Peki hiç bir zaman bir cenazelerini dualarla, tekbirlerla kaldırmıyan, ölülerinin mezar taşına '' Aman Allah'ı işe karıştırmayın'' dercesine ''Huvelbaki '' yazdırmayan. Başlarında bir sayfa Kur'an, bir Fatiha okumayan bu insanlar iş şehitlik mertebesine gelince neden böyle İslam dininin en fazla değer verdiği ve ''Cennete ilkk girecekler '' diye nitelendirdiği bir kavrama dört elle sarılırlar? İşte bunu anlamak zordur. Hayatı boyunca bir kez olsun Cuma namazına bile gelmeyen bazı arkadaşlarımın, anne ve babalarının ölüm yıldönümlerinde Mevlid ya da Kur'an okutmayı asla ihmal etmemesi gibi bir olay bu... Ben işte bu '' Bu ne perhiz bu ne lahana turşusu'' Vaziyetleri hiç anlayamam.
Bu arada '' Bedir şehitlerinin, Uhud şehitlerinin bir mezar taşı bile yokken sen hangi '' Hüvelbaki '' yazısından, '' Ruhuna el fatiha'' yazısından bahsediyorsun? Her şehidin ille de bir mezar taşı olması mı gerekiyor?'' Diyen olur mu ki acaba? Pek sanmıyorum. Ama diyen olursa onlara da '' Biz Türkiye'den bahsediyoruz. Vahhabi köpeklerinin idaresi altındaki Suudi Arabistan'dan değil'' Diye cevap verebilirim.
Evet...Bu kadar yazdım ama daha başlıktaki kısma gelmedik değil mi?
1984 de pkk şerefsizlerinin ilk kanlı eylemlerinden bu yana geçen otuz üç sene içinde Kurtuluş Savaşımızın toplam cephelerinde verdiğimizden çok daha fazla şehit verdik.
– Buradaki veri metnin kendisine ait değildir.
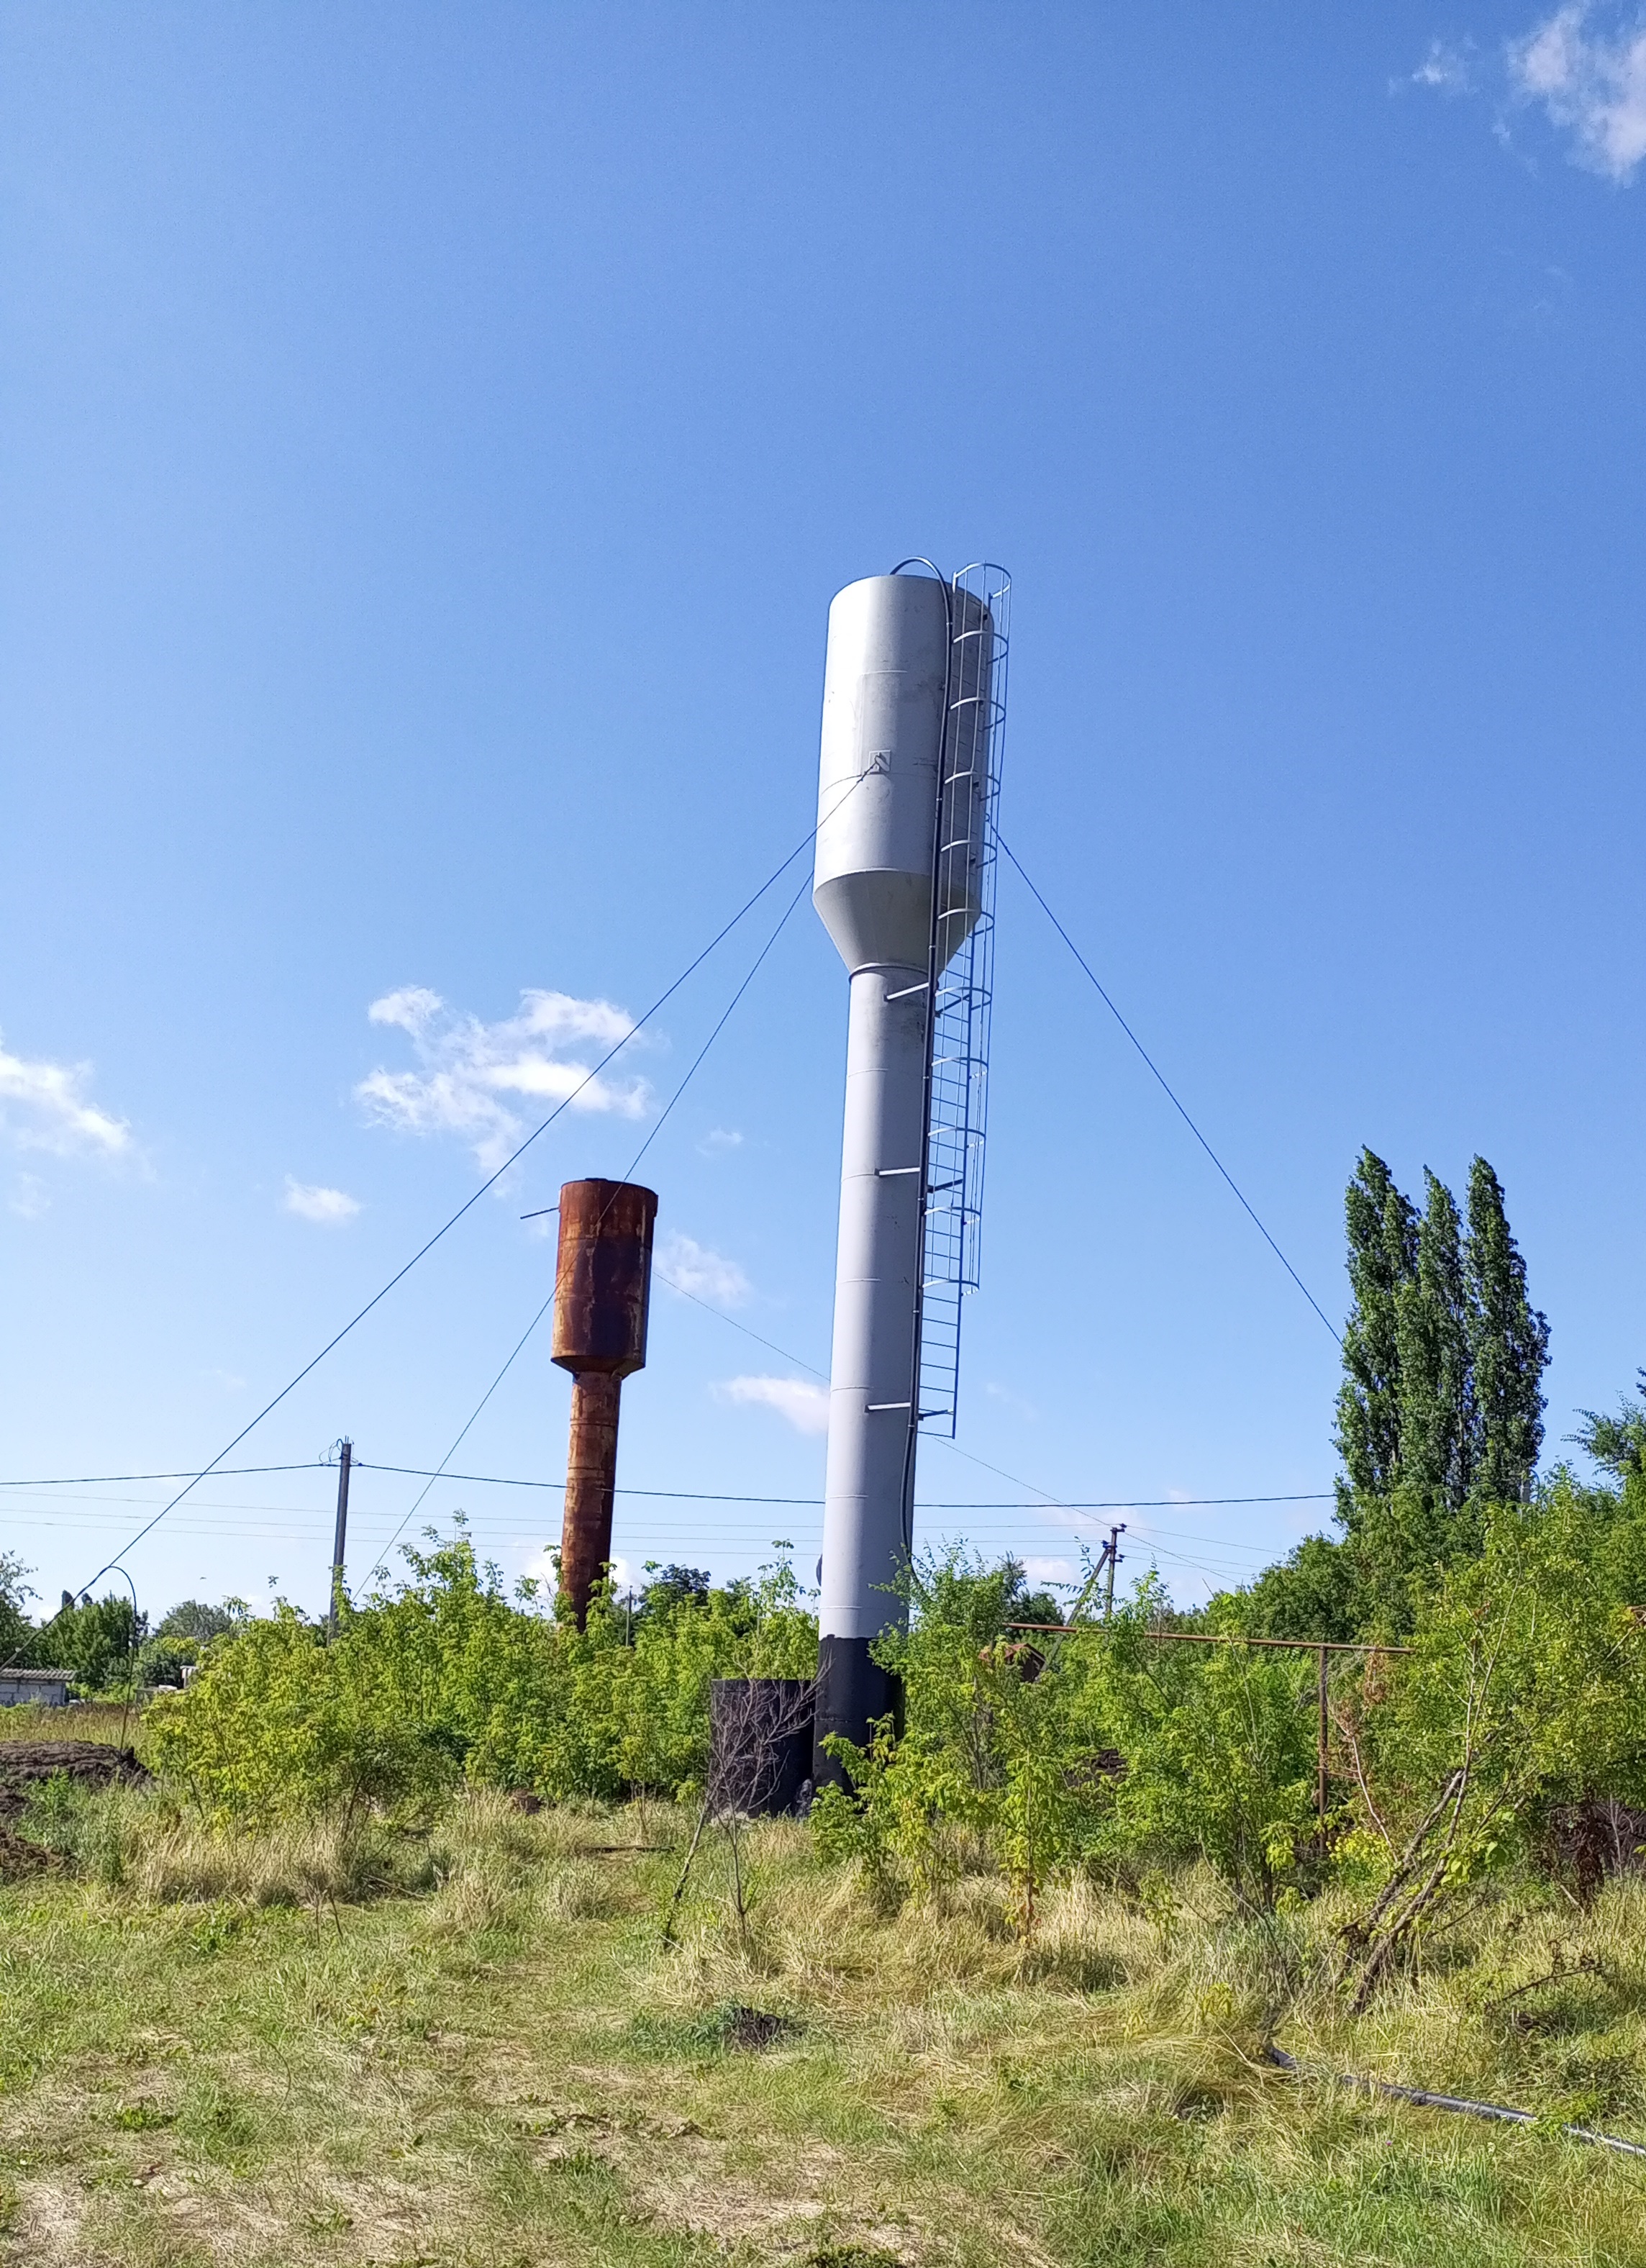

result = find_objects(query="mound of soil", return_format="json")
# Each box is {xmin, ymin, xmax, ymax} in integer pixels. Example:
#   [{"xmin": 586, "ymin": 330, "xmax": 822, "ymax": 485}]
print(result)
[
  {"xmin": 716, "ymin": 2006, "xmax": 799, "ymax": 2051},
  {"xmin": 0, "ymin": 1740, "xmax": 151, "ymax": 1824},
  {"xmin": 0, "ymin": 1825, "xmax": 58, "ymax": 1879}
]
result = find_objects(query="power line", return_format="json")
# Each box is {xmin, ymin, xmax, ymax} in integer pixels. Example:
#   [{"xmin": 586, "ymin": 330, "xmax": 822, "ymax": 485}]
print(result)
[
  {"xmin": 3, "ymin": 808, "xmax": 845, "ymax": 1663},
  {"xmin": 653, "ymin": 1271, "xmax": 829, "ymax": 1380},
  {"xmin": 650, "ymin": 1180, "xmax": 1317, "ymax": 1529},
  {"xmin": 367, "ymin": 869, "xmax": 813, "ymax": 1582},
  {"xmin": 0, "ymin": 1465, "xmax": 328, "ymax": 1488},
  {"xmin": 329, "ymin": 1464, "xmax": 1336, "ymax": 1512},
  {"xmin": 368, "ymin": 1289, "xmax": 558, "ymax": 1580},
  {"xmin": 0, "ymin": 1503, "xmax": 1289, "ymax": 1563},
  {"xmin": 616, "ymin": 871, "xmax": 812, "ymax": 1189},
  {"xmin": 999, "ymin": 836, "xmax": 1342, "ymax": 1348},
  {"xmin": 0, "ymin": 1461, "xmax": 1332, "ymax": 1511}
]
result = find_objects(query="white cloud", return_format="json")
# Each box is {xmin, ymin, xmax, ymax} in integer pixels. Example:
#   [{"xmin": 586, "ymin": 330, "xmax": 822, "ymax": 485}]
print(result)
[
  {"xmin": 655, "ymin": 1230, "xmax": 752, "ymax": 1307},
  {"xmin": 0, "ymin": 1030, "xmax": 130, "ymax": 1157},
  {"xmin": 1511, "ymin": 4, "xmax": 1646, "ymax": 179},
  {"xmin": 698, "ymin": 1125, "xmax": 744, "ymax": 1156},
  {"xmin": 9, "ymin": 1172, "xmax": 49, "ymax": 1220},
  {"xmin": 283, "ymin": 1176, "xmax": 361, "ymax": 1225},
  {"xmin": 1022, "ymin": 1556, "xmax": 1076, "ymax": 1587},
  {"xmin": 368, "ymin": 986, "xmax": 443, "ymax": 1035},
  {"xmin": 357, "ymin": 985, "xmax": 650, "ymax": 1169},
  {"xmin": 1409, "ymin": 37, "xmax": 1477, "ymax": 92},
  {"xmin": 717, "ymin": 1374, "xmax": 831, "ymax": 1435}
]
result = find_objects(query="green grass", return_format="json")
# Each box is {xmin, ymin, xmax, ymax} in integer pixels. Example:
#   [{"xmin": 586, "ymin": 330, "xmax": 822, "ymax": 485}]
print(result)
[
  {"xmin": 0, "ymin": 1701, "xmax": 142, "ymax": 1748},
  {"xmin": 3, "ymin": 1784, "xmax": 1646, "ymax": 2265}
]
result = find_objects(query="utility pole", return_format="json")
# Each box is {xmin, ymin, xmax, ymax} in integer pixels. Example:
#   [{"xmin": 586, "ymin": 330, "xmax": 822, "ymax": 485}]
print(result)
[
  {"xmin": 327, "ymin": 1438, "xmax": 353, "ymax": 1643},
  {"xmin": 1317, "ymin": 1642, "xmax": 1330, "ymax": 1841},
  {"xmin": 1103, "ymin": 1523, "xmax": 1126, "ymax": 1620}
]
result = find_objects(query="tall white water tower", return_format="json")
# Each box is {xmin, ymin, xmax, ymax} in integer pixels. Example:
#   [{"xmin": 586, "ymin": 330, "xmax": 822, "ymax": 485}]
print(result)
[{"xmin": 811, "ymin": 562, "xmax": 1009, "ymax": 1779}]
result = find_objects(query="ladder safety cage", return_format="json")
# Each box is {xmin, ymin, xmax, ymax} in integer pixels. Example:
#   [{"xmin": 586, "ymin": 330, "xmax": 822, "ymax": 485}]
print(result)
[{"xmin": 916, "ymin": 562, "xmax": 1010, "ymax": 1438}]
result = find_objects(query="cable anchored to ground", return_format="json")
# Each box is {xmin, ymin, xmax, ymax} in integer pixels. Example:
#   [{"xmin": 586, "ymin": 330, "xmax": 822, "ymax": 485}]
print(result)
[
  {"xmin": 999, "ymin": 836, "xmax": 1342, "ymax": 1348},
  {"xmin": 1, "ymin": 800, "xmax": 849, "ymax": 1665},
  {"xmin": 368, "ymin": 870, "xmax": 814, "ymax": 1584}
]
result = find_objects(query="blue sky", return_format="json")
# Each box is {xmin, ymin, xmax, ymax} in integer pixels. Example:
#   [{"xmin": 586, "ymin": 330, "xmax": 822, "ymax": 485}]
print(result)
[{"xmin": 4, "ymin": 2, "xmax": 1645, "ymax": 1627}]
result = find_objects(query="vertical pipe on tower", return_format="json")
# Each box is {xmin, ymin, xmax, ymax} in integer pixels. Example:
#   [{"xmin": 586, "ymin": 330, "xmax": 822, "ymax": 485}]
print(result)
[{"xmin": 550, "ymin": 1179, "xmax": 658, "ymax": 1626}]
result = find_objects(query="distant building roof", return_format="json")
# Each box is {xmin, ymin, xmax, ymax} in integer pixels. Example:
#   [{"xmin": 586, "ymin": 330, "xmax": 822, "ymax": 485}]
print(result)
[{"xmin": 0, "ymin": 1668, "xmax": 72, "ymax": 1682}]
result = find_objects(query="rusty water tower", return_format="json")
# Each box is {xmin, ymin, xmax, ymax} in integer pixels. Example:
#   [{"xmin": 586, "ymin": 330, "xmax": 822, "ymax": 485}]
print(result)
[{"xmin": 550, "ymin": 1178, "xmax": 658, "ymax": 1625}]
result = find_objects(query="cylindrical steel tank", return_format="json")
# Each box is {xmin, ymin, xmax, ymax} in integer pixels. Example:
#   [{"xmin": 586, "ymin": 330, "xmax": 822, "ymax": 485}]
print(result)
[
  {"xmin": 707, "ymin": 1678, "xmax": 817, "ymax": 1818},
  {"xmin": 811, "ymin": 571, "xmax": 996, "ymax": 1782},
  {"xmin": 550, "ymin": 1178, "xmax": 658, "ymax": 1625}
]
Ancak şu son bir iki seneye kadar bu şehitlerimizin hiç birinin hangi siyasi partiye mensup olduğunu merak etmedik, sormadık, araştırmadık. Madem ki söz konusu vatandı o halde parti dediğin neydi ki. Basit bir teferruat.
Ancak 15 Temmuz 2016 günü artık şehitlerimizin hangi siyasi partiden olduklarının da önemli (!) olduğunu hem de bu ülkede en fazla okunan bir gazeteden öğrenmiş olduk.
O gazetenin -yılların usta gazetecisi- yazarı Saygı Öztürk , 15 Temmuz darbe girişiminin seyrini değiştiren kahraman Astsubay Ömer Halisdemir'in CHP li olduğunu yazıyordu 26 Temmuz 2016 da...
Bizim nazarımızda kahraman bir şehit olan Ömer Halisdemir, en çok satan gazetelerimizden birinin nazarında ''CHP li Ömer Halisdemir'' idi. Şehadet kavramının ne anlama geldiğini bilenler nazarında Ömer Halisdemir'in partisinin hiç bir önemi yoktu. Tıpkı daha önce şehit edilen binlerce vatan evladının hangi partiden olduğunun önemi olmadığı gibi. Kaldı ki Ömer Halisdemir'in ailesi daha sonra bu haberi yalanladı.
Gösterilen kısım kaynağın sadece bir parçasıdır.